JMX implementation : feature parity for target systems #12158

SylvainJuge · 2024-09-03T09:15:07Z

SylvainJuge · 2024-09-03T09:56:13Z

Ping @robsunday I can't yet co-assign you as you are not part of the otel contributors group.

SylvainJuge · 2024-09-03T12:10:45Z

For Tomcat, the mapping is not the same but almost equivalent, there isn't anything we need to add for 1:1 support beyond aligning the metrics themselves.

Side note: using JMX object names and attributes is a convenient way to identify elements, as it's a common part between the two mappings.
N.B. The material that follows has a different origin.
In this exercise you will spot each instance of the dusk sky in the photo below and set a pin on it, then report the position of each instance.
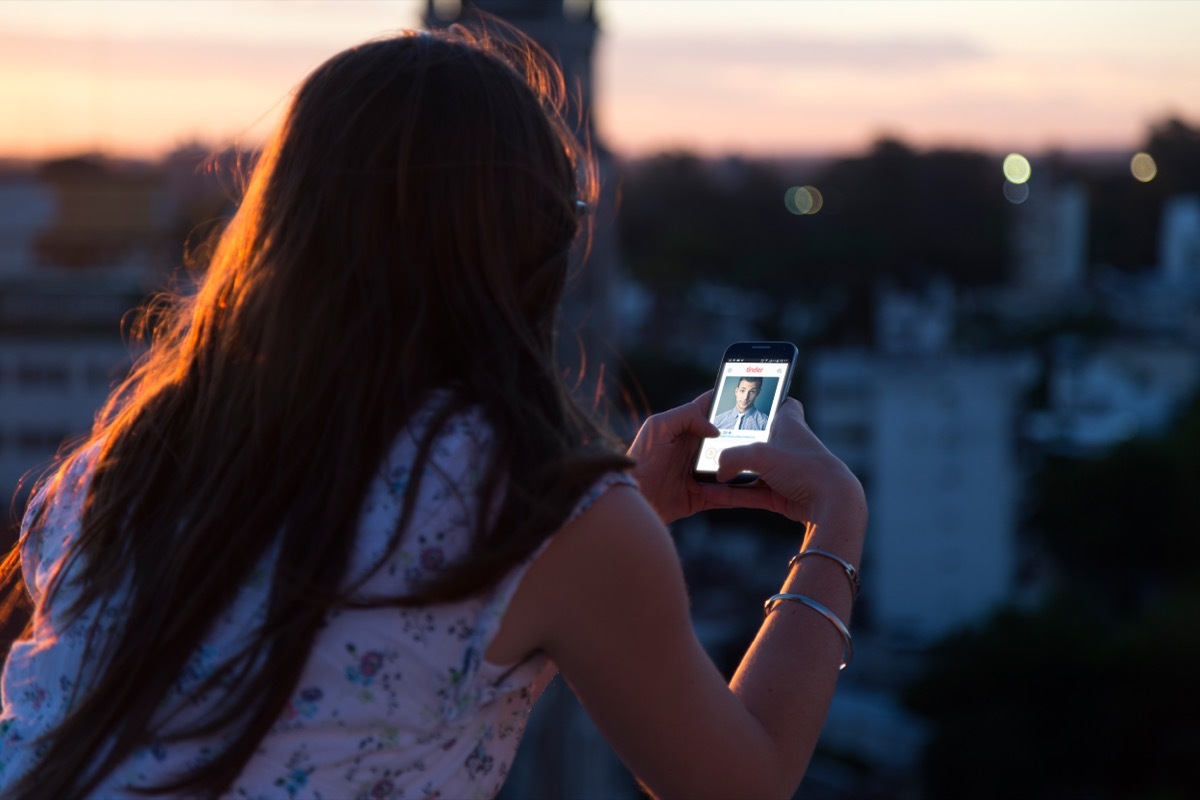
(756, 77)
JMX : Catalina:type=Manager,host=localhost,context=* or Tomcat:type=GlobalRequestProcessor,name=*
- activeSessions : tomcat.sessions (no attribute) <==> http.server.tomcat.sessions.activeSessions with context attribute
JMX: Catalina:type=GlobalRequestProcessor,name=* or Catalina:type=GlobalRequestProcessor,name=*
- JMX Gatherer: name => proto_handler, JMX Insight: name => name
- errorCount: tomcat.errors with proto_handler attribute <==> http.server.tomcat.errorCount with name attribute
- requestCount: tomcat.request_count with proto_handler attribute <==> http.server.tomcat.requestCount with name attribute
- maxTime: tomcat.max_time with proto_handler attribute <==> http.server.tomcat.maxTime with name attribute
- processingTime: tomcat.processing_time with proto_handler attribute <==> http.server.tomcat.processingTime with name attribute
- bytesReceived: tomcat.traffic with proto_handler and direction = received|sent <==> http.server.tomcat.traffic with name, direction identical
JMX: Catalina:type=ThreadPool,name=* or Tomcat:type=ThreadPool,name=*
- JMX Gatherer: name => proto_handler, JMX Insight: name => name
- currentThreadCount : tomcat.threads with state = idle <==> http.server.tomcat.threads with name , state identical (state=idle reports the total number of threads, which is a bug mentioned here and here)
- currentThreadsBusy: tomcat.threads with state = busy <==> http.server.tomcat.threads with name and state identical

Given the mapping differences, I think here we need we probably need to leave it as-is for now.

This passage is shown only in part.